Ten weeks after announcing a plan to lower hydro bills, the Liberal government has introduced its legislation to lower time-of-use rates, take the cost of low-income and rural support programs off bills, and introduce new social programs.

Time-of-use rates are being lowered by removing from bills a portion of the global adjustment, a charge consumers pay for above-market rates to power producers.

For the next 10 years, a new entity overseen by Ontario Power Generation will pay that difference and take on debt to do so.

Then, the cost of paying back that debt -- which the government says will be up to $28 billion -- will go back onto ratepayers' bills for the next 20 years as a "Clean Energy Adjustment."

The legislation also holds rate increases to inflation for the next four years. After that, they'll rise more quickly, as illustrated by a leaked Liberal cabinet document the Progressive Conservatives unveiled Thursday.

The Liberals dismissed the document as containing outdated projections, but confirmed that it went before cabinet at some point before the government decided to go ahead with the hydro plan.

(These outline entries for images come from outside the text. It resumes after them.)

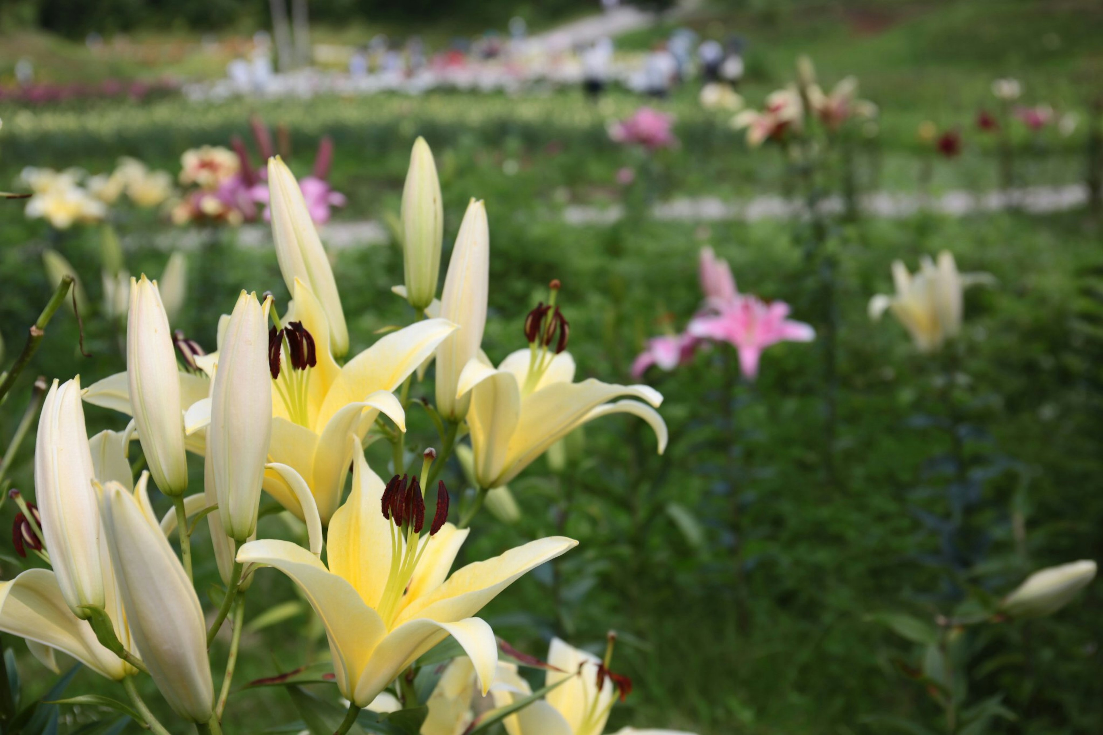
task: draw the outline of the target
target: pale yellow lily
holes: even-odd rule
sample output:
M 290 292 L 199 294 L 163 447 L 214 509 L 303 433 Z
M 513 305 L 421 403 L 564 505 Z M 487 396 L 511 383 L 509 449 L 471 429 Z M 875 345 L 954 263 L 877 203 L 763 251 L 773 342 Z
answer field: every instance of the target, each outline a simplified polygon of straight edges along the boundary
M 297 369 L 281 348 L 279 377 L 272 381 L 270 462 L 291 467 L 310 488 L 318 513 L 328 524 L 341 502 L 352 460 L 350 436 L 360 439 L 383 413 L 399 430 L 406 430 L 406 414 L 394 391 L 429 358 L 456 326 L 445 319 L 426 319 L 392 332 L 358 355 L 338 365 L 330 349 L 325 311 L 307 285 L 295 280 L 295 301 L 283 324 L 301 322 L 311 334 L 317 362 Z M 189 433 L 211 420 L 210 400 L 189 408 Z M 264 489 L 285 508 L 304 518 L 293 480 L 269 468 Z
M 508 735 L 602 735 L 614 702 L 614 686 L 608 677 L 599 684 L 601 659 L 552 639 L 548 649 L 549 669 L 545 684 L 559 684 L 543 700 L 537 700 L 505 718 Z M 568 681 L 564 681 L 564 680 Z M 563 682 L 563 683 L 560 683 Z M 528 682 L 511 663 L 500 663 L 497 679 L 491 688 L 496 706 L 506 706 L 532 694 Z M 690 735 L 673 729 L 635 729 L 624 727 L 615 735 Z
M 946 340 L 957 337 L 962 328 L 964 291 L 975 284 L 993 284 L 986 273 L 957 271 L 954 256 L 939 253 L 938 264 L 922 257 L 919 270 L 911 275 L 900 260 L 892 263 L 896 295 L 878 294 L 869 300 L 869 316 L 880 319 L 886 310 L 903 324 L 920 352 L 935 352 Z
M 523 574 L 577 542 L 540 539 L 449 576 L 468 530 L 433 523 L 420 535 L 396 531 L 381 512 L 383 480 L 362 451 L 354 456 L 352 492 L 330 523 L 329 568 L 306 548 L 276 540 L 243 545 L 237 561 L 272 566 L 302 588 L 325 626 L 338 688 L 353 704 L 367 706 L 448 636 L 473 661 L 485 693 L 497 643 L 490 626 L 472 616 Z
M 505 484 L 556 440 L 609 414 L 633 414 L 647 422 L 658 439 L 658 452 L 663 452 L 667 433 L 663 417 L 655 411 L 663 402 L 656 390 L 595 379 L 574 383 L 574 377 L 570 353 L 550 355 L 538 347 L 514 352 L 497 370 L 482 359 L 467 364 L 457 393 L 471 393 L 468 426 L 475 480 L 481 489 Z M 620 396 L 642 402 L 608 403 Z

The document shows the average bill rising about 6.5 per cent a year after rates are no longer tied to inflation and 10 per cent the year after that -- when consumers would start paying off the debt associated with the plan -- then plateauing.

From about 2027 onward, Ontario electricity consumers will be paying about 12 per cent more than they would without the Liberal government's plan to cut costs in the short term, the government document projected.

But that was just one of many projections, said Energy Minister Glenn Thibeault.

"We have been working on this plan for months, and as we worked on it the documents and calculations evolved," he said.

The government's long-term energy plan is set to be updated this spring, and Thibeault said it will provide a more accurate look at how the hydro plan will reduce rates.